Boeing 747-8 VIP
Imagen de una habitación de un Boeing 747-8 VIP. BOEING

Después de definir la crisis de la divisa turca como un "intento de asesinato económico", el presidente Recep Tayyip Erdogan ha recibido por parte del emir de Catar, Tamim al Zani, un Boeing 747-8 VIP, uno de los modelos más lujosos del mundo, equipado con salas de reuniones, salones, comedores de gala, dormitorios con baño e incluso un hospital.

El polémico regalo, valorado en 400 millones de dólares y más largo que el 757-200 privado del presidente de EE UU, Donald Trump, no ha sentado nada bien en Turquía, donde la economía atraviesa momentos difíciles.

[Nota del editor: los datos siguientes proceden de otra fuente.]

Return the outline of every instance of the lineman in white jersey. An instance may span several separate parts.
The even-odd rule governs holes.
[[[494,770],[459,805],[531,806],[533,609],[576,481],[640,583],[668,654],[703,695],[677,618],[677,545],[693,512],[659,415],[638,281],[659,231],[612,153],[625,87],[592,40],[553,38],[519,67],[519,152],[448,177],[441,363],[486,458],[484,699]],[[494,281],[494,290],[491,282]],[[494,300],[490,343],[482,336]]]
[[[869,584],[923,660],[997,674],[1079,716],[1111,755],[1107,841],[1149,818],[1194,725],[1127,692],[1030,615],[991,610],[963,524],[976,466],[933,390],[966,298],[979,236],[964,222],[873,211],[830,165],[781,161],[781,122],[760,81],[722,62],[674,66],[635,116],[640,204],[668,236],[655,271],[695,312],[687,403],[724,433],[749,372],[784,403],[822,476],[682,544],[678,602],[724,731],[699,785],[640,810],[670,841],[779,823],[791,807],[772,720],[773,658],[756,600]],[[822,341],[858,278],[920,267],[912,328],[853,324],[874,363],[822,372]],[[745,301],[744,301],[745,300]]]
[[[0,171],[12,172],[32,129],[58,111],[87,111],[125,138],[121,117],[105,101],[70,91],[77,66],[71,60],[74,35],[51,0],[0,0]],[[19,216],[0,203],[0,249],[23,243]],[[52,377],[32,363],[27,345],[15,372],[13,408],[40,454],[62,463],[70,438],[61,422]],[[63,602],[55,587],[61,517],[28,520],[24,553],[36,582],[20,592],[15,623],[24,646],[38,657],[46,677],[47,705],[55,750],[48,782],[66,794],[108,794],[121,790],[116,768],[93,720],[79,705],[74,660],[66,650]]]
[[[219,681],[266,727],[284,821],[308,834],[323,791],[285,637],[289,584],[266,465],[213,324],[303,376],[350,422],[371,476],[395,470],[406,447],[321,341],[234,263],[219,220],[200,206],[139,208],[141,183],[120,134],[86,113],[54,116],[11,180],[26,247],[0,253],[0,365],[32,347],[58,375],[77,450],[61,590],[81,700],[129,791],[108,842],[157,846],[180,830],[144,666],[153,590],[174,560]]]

Erdogan defiende que se trata de un regalo para el gobierno turco y no para sí mismo por parte de su estrecho aliado y, según ha contado a los periodistas locales, la intención inicial era comprarlo pero "el emir dijo que a Turquía no podía cobrarle".

El lujoso modelo se encuentra ya en el aeropuerto de Estambul, donde el fuselaje con los colores de Catar "ya se está repintando", según confesó el presidente turco a los periodistas el pasado fin de semana. "Si Dios quiere, podremos viajar con él cuanto todo esto acabe", deseó.

Este 'palacio volador', fabricado en 2012, está diseñado para 70 pasajeros únicamente y 18 tripulantes. Se trata del mismo modelo de interiores recargados del que también disponen los mandatarios de Marruecos, Omán o Kuwait.

El jefe de la oposición, Kemal Kiliçdaroglu, se ha mostrado indignado con el supuesto obsequio: "¿De quién es este avión? Si lo ha pagado [Erdogan] es una vergüenza y si se trata de un regalo, todavía más".

Sus 76 metros de longitud convierten a este avión de pasajeros más grande del mundo y podría transportar a hasta 467 personas con una configuración normal. Anteriormente fue usado por la familia real de Catar y otros altos miembros del gobierno catarí.